The S&P 500 index fell into correction territory on Thursday, dropping more than 10% from its record high set in February. The tech-heavy Nasdaq Composite also entered a correction, falling 14% from its all-time high reached in December. Investor confidence has been shaken by uncertainty surrounding President Donald Trump’s tariffs on imports from key trade partners.
On Thursday, Trump threatened to impose a 200% levy on champagne and other European spirits. While a correction can fuel fears of further losses, historical data shows that the S&P 500 tends to bounce back after reaching this milestone. According to data compiled by Ryan Detrick of the Carson Group, the S&P 500 averages a 3.1% return one month after entering a correction.
The benchmark’s return increases to 6.5% and 12% after three and six months, respectively. A year later, the S&P 500 sees an average return of 14.7%, based on data going back to 1950.

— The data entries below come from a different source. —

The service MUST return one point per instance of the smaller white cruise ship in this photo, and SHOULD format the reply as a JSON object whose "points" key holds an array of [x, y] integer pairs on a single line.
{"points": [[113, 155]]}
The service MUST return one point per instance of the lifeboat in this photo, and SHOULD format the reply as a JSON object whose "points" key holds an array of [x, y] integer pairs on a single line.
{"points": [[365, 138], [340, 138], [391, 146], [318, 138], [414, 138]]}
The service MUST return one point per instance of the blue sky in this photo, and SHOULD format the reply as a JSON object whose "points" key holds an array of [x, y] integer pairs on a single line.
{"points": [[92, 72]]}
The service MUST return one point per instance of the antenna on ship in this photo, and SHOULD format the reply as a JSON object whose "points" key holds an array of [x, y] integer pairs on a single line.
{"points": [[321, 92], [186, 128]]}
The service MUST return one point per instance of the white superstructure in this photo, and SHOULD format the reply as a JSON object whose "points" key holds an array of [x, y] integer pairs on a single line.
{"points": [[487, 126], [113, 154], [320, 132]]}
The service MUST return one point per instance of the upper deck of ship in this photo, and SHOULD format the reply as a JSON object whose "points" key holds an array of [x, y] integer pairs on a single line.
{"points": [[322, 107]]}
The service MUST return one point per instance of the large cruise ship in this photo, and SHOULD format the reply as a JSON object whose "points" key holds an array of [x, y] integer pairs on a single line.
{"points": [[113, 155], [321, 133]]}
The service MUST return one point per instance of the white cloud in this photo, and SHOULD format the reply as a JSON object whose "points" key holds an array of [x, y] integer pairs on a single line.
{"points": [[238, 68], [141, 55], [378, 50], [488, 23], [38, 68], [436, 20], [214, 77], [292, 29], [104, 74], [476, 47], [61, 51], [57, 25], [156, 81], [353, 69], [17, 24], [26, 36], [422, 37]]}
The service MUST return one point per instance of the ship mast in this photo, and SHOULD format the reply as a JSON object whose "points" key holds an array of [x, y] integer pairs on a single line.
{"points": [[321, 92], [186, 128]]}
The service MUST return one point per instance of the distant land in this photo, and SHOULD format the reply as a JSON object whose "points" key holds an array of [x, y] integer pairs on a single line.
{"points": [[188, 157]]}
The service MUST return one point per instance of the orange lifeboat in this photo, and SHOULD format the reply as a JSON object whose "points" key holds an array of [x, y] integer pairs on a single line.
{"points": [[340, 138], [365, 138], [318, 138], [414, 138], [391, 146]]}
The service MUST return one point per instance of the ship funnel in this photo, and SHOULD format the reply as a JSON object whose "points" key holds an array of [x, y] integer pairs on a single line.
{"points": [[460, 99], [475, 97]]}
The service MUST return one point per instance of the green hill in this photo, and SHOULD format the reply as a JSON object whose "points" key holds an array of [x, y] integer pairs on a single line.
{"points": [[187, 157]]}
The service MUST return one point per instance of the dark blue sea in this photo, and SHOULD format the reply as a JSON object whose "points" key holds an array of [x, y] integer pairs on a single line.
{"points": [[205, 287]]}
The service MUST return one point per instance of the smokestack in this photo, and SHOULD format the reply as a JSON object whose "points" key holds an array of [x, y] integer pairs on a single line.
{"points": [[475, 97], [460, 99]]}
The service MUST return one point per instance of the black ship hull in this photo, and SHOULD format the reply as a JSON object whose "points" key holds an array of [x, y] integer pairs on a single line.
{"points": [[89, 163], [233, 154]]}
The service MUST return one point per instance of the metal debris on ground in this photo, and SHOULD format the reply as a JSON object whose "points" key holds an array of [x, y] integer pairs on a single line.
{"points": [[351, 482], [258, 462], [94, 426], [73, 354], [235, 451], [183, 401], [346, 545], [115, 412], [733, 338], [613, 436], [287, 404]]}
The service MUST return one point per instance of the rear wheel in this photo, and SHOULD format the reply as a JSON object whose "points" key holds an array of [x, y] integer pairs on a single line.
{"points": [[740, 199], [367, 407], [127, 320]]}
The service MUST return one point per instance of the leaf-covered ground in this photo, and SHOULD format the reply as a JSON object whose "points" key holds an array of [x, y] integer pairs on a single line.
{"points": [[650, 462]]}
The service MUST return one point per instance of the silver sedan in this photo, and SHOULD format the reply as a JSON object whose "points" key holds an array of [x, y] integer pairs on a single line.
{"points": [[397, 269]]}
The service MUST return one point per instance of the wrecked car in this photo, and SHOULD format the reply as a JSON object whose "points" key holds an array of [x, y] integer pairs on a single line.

S&P 500 correction trends analyzed
However, these numbers only account for corrections and not bear markets, which occur when the S&P 500 falls 20% from a recent high. The S&P 500’s most recent bear run was in 2022, when the Federal Reserve began raising interest rates to combat inflation. The index has experienced 11 bear markets since 1950, according to Detrick.
Detrick noted that another bear market now would be unusual. “That would be three bears in 5 years, something we’ve never seen before. The previous closest three bears ever was 6.9 years between 1966 and 1973,” he said in a post on X (formerly Twitter).
In other news, Barclays upgraded British analytics stock RELX, calling it a potential safe haven in the current market environment. Analyst Nick Dempsey wrote in a Friday note, “We think RELX offers reliable growth in an environment where relative safe havens may be needed. The shares are not cheap vs history but not out of line with info services peers.”